Furthermore, I just really hate my body--I know I look really good most times, like in my avatar, with some ugly feelings at times, but still just live life as any of the other millions of Jessicas do. To further expand this, I've gotten asked on Facebook, from people from high school, if I was the wrong name's sister, so something is going right there. Unfortunately, that bit on my body is still there, and I really hate it so. I just really hate it, and need it gone as soon as possible, and a vagina instead, so I feel right. Preaching to the choir, certainly, but when did that ever quell any pain? I just don't know how I'll afford it, between my grades not where they should be, my young age, and a quickly subsiding job market. At least the classwork has an excuse, it was exemplary until this fall, around when my father died, and I still cry quite often over losing him...my deep wish is just to see him again. We were so close, he resolutely supported me, and everything. It has not been well for me with everything else. It wouldn't solve all my issues, but it'd sure solve quite a few if my body was right. Doesn't seem like that will happen until 2015 at earliest, which sounds way, way too far away. My body ensnares me as is, keeping me captive, devoid of emotion, and unable to deal with itself. I just don't know what I can do, because I really need SRS soon, it's hurting me too much right now. Any ideas of what to do? I'm going to set up a funding site soon, but that won't help soon enough, it doesn't seem, if it will at all. Please...I badly need help with this, not sure how much long I can deal with this insanity, torment, anguish, and pain. I'd never self harm, but it's a really deep emotional wound.

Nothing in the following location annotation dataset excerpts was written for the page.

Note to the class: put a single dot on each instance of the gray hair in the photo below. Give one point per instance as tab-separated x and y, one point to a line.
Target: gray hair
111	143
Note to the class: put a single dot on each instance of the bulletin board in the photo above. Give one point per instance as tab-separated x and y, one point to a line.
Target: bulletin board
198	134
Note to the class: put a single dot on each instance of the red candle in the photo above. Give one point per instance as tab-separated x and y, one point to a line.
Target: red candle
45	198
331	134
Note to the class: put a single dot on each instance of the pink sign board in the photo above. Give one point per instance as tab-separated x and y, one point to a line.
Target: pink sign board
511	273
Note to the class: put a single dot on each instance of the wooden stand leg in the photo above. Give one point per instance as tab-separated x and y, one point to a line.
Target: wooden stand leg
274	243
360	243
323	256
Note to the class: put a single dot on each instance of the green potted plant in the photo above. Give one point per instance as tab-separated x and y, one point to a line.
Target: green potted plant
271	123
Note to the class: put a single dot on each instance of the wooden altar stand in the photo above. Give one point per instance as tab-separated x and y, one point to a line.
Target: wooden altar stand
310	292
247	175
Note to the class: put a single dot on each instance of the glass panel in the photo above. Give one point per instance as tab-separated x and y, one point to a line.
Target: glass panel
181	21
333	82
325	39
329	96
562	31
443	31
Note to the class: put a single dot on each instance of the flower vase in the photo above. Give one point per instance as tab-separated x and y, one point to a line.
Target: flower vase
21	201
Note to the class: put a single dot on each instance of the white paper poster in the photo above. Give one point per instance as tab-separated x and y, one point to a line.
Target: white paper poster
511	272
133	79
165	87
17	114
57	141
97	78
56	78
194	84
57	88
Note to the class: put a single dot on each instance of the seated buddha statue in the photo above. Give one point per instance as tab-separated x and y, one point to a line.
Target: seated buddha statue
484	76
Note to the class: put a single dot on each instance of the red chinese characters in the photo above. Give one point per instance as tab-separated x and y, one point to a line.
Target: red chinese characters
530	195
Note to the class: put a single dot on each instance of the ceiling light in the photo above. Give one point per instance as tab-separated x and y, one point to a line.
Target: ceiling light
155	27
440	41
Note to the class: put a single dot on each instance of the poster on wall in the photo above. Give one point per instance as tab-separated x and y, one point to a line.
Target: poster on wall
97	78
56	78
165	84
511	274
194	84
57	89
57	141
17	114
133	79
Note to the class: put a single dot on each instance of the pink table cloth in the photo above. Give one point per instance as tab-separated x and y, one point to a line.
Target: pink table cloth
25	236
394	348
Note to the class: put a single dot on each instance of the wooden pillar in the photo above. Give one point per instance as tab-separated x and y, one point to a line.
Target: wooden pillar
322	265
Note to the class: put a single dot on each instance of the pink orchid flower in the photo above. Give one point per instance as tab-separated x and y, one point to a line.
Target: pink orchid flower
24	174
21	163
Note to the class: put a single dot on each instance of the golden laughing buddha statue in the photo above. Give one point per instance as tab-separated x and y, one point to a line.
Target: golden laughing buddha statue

On the bright side of things, class thankfully is done on May 9th, and I really only have like 3 days of class left, and 3 exams, none of which are too hard, which is nice, so I can get my mind loose, and free. Also nice is that I started Provera (Progestrone), which has given me some really nice impacts on my breasts; namely size and spacing, if unfortunately a bit of moodiness to my perspective of the world, simultaneously. However, best news is that I'm going to a prom like dance, with a dress, jewelry, hair styling, all made up, you name it, with a guy on Friday. Really looking forward to it, because I get to be made up for the occasion to look really pretty, be with a guy, and just enjoy another rite of passage into womanhood. Totally doing photos for the fabulous thread, because, well, when else am I going to look this amazing, other than my wedding day, right? Hopefully that goes well, because that's a rare thing I have to look forward to. After that, graduation from one of my two majors, my 22nd birthday June 2nd, presenting in Philly for the Health Conference twice over (if you want the names of my sessions, please, let me know in a response of through private message), then a trip to Mexico. I just wish I could view the positives in greater light, given I've been on hormones for about a year and a half, I'm only 21, fulltime for about a year, too, but it just seems impossible these days.
Thank you so much for reading this thread; much appreciated on my end. There's just so many issues at once that it seems overwhelming, as you can see, right? Hopefully SRS is really soon, I really need it, as everything else time will fix, not so my body. If you can respond, you'd be even more amazing in my book, and if you do, thank you for that as well.